More speed from ATMEGA328 Internal Clock

I have a board that is designed and produced. It was designed to use an Atmega328 with the internal clock. There is no space on the board to place an external clock. After completing these and testing them I have found that 8Mhz is too slow to complete my main loop actions seamlessly. The main loop involved shifting data out to 20 registers. Is there any way to speed this up without going back to the drawing board on the PCB design? Can another AVR be substituted as a drop in replacement with a faster internal clock? Can the internal clock be made to run faster or doubled to achieve 16Mhz? Or can code optimization double the speed of my display loop?

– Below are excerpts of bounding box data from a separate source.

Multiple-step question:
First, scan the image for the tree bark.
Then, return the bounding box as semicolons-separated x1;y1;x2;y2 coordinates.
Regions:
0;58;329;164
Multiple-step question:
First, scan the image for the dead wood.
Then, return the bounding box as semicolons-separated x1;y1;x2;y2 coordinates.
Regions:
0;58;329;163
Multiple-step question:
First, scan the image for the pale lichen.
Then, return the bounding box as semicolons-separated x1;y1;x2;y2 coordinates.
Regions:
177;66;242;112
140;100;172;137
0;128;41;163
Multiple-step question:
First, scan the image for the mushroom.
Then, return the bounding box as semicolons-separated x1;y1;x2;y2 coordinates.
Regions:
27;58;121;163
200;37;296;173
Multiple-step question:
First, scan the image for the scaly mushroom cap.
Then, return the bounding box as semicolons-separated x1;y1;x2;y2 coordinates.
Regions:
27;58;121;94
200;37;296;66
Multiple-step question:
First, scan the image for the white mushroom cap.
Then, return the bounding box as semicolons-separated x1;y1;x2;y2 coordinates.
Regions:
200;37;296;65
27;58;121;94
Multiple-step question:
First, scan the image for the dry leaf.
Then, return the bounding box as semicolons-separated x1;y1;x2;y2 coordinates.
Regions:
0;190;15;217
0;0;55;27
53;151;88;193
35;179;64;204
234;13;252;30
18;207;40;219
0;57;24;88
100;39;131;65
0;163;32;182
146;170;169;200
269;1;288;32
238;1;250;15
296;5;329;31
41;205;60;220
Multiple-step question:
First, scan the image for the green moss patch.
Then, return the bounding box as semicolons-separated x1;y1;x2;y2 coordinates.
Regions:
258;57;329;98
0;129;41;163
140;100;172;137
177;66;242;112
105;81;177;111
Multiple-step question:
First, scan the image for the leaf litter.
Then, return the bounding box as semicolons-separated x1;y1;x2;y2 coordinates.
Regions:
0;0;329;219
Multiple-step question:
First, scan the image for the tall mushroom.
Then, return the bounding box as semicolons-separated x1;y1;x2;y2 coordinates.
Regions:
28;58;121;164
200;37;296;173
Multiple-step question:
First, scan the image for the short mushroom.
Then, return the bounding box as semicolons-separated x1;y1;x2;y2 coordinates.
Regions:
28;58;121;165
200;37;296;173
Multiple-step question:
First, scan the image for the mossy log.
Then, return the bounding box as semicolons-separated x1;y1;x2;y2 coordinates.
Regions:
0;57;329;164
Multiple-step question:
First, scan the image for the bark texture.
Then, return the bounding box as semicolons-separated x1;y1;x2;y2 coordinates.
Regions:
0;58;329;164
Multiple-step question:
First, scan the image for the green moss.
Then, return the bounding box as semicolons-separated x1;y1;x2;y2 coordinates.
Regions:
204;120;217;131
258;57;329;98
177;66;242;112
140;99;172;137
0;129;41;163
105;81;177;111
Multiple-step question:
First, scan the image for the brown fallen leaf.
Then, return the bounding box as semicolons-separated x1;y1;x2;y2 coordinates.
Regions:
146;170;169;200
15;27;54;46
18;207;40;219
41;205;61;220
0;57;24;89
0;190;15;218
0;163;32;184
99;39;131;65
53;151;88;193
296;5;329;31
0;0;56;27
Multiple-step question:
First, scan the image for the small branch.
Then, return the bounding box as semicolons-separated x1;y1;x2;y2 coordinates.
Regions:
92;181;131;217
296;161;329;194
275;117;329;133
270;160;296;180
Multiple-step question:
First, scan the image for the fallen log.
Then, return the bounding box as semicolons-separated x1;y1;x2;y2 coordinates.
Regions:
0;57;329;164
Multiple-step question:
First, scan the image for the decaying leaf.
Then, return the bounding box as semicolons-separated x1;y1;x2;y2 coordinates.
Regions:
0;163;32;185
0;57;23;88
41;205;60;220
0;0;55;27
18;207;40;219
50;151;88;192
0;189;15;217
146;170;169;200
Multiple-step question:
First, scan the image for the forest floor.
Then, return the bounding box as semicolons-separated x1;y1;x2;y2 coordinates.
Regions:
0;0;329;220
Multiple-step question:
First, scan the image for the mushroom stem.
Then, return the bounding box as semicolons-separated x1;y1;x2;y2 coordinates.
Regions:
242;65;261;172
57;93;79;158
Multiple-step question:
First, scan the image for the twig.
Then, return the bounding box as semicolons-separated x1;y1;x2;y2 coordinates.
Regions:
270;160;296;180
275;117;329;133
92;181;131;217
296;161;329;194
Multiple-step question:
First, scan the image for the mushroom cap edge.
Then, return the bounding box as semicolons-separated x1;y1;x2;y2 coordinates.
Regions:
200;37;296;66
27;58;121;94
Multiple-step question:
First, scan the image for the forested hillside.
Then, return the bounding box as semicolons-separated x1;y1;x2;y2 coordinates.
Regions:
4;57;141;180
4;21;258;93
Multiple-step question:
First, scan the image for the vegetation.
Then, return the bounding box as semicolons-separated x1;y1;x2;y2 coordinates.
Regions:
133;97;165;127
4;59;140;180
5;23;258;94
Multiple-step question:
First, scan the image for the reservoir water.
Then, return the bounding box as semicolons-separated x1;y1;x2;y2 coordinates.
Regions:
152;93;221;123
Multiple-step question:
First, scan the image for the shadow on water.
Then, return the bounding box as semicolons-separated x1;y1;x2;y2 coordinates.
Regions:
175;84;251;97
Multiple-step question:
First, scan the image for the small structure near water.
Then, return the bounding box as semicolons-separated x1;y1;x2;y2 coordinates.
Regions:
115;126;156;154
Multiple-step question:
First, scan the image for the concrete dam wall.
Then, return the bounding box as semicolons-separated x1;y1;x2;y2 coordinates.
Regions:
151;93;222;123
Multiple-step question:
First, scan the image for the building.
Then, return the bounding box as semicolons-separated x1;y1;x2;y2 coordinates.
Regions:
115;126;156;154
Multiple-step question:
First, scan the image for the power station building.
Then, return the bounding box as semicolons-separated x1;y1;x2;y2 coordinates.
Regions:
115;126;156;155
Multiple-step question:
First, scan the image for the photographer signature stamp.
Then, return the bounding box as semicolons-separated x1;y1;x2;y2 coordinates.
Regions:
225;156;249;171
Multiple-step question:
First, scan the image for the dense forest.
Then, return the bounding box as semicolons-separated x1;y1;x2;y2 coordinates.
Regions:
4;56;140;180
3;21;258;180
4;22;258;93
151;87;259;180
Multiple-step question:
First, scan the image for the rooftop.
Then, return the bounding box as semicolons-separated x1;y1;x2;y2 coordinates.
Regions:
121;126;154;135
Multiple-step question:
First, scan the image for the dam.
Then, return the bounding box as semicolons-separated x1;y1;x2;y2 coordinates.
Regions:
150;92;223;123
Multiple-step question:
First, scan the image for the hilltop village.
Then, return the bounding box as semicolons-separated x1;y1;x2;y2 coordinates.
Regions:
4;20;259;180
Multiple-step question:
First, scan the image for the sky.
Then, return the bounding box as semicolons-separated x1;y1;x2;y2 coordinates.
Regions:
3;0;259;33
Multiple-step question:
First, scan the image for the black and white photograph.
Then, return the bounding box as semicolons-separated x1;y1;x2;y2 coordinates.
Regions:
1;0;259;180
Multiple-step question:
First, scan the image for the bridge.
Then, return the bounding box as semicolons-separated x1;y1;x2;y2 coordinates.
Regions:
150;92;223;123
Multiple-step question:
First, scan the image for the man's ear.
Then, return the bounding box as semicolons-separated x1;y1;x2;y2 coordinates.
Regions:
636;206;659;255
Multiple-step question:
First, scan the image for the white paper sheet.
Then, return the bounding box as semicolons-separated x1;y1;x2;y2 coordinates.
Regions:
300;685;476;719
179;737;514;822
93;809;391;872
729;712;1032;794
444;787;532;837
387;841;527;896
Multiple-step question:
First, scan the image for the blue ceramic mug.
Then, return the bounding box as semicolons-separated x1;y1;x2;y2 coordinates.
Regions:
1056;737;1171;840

The application is a matrix display that has 50 columns and 7 rows. The registers are the display buffers and represent the current state of the display. Because of the multiplexing in the matrix, only 1/5 of the pixels are illuminated at any given time. In order to trick the eyes into seeing all lit at the same time the speed needs to be faster. The display flickers with the interal clock. If I connect and UNO board instead of using the on board ATMEGA328 (QFP) it works good. So the difference between 8Mhz and 16Mhz is visible. If I can double the speed of the display loop than that is a solution. Below is the loop, for reference, latchPin = 8, clockPin = 12, dataPin = 11.

Is there any way to speed this up without going back to the drawing board on the PCB design?

You can't speed up the clock, but you might be able to rewrite the code for more speed.

I see a lot of shiftOut(). You could speed that up A LOT by using the hardware SPI.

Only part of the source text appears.